Usage Frequency: Often - I'm hooked on this game!
App: Sleep Cycle
What it does: In 3 words: Glorified Alarm Clock. More specifically: It uses the accelerometer in the iPhone (apparently, not iPod touch compatible) to detect movements while you're asleep. Based on these movements, it interprets whether you're in your deep REM sleep, awake, or dreaming. When it senses that you're in your 'light sleep', it sounds the alarm.
This app will not suit everyone. You'll need to be able to put your iPhone on your bed, next to your head, and it should be charged unless you want a flat battery the next day. (oh, and if you have a Tempur bed, this app won't work.) And let's not even get into the radiation talk. Also, maybe it's just me being pedantic, but this morning, the app woke me up at 7.26 - that's 19 minutes before the time I intended to wake up! I wanted a nice snooze after I saw the time, but no, the app asks for me to get off my lazy bum, even though I only had 5 hours sleep the night before.
Also, a bit TMI, much? Why do I need to see that I dream at 2-3am?

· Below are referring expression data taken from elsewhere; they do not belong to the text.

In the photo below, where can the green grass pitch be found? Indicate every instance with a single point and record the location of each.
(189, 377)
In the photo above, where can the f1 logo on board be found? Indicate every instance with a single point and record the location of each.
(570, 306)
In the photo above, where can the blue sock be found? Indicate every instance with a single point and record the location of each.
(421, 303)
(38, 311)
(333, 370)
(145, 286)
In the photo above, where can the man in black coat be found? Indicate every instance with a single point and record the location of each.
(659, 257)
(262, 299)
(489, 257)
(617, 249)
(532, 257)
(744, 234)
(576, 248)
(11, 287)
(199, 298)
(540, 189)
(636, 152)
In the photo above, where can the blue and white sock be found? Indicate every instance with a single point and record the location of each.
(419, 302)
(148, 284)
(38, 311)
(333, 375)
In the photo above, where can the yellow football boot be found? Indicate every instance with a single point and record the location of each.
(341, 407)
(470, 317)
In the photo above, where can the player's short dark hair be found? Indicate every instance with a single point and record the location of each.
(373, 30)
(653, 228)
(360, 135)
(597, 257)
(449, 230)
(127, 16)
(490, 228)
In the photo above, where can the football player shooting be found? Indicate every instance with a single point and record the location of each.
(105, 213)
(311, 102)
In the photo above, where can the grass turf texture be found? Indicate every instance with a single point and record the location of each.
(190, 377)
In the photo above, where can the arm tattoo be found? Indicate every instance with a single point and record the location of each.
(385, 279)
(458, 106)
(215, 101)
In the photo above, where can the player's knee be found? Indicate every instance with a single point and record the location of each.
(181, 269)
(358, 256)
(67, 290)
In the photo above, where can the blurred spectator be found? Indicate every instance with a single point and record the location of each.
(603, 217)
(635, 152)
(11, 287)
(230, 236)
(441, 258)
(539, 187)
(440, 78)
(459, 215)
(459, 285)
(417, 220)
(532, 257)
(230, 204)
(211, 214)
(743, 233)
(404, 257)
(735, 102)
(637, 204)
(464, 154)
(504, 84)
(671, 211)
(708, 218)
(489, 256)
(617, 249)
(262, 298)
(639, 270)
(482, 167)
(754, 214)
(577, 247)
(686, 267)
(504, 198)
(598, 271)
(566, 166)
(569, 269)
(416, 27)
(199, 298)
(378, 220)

But I have to say, for someone who's a bit OCD like myself, this app is fascinating in the "I want to know everything even if it's dumb or inaccurate" sense. And from what I see, it appears to work on me.
Pricing: £0.59 (look out for the LexWare Labs AB one. That's the one I tested, so that's the only one I can tell you about.)
App Score: 4/5 - The radiation is a concern for me.
Usage Frequency: Nightly. I'm really interested in how this app works and analyzes my physiological patterns when I'm sleeping/about to sleep/getting up. Even though I'm exposing myself to even more radiation, on top of what my MacBook Pro emits.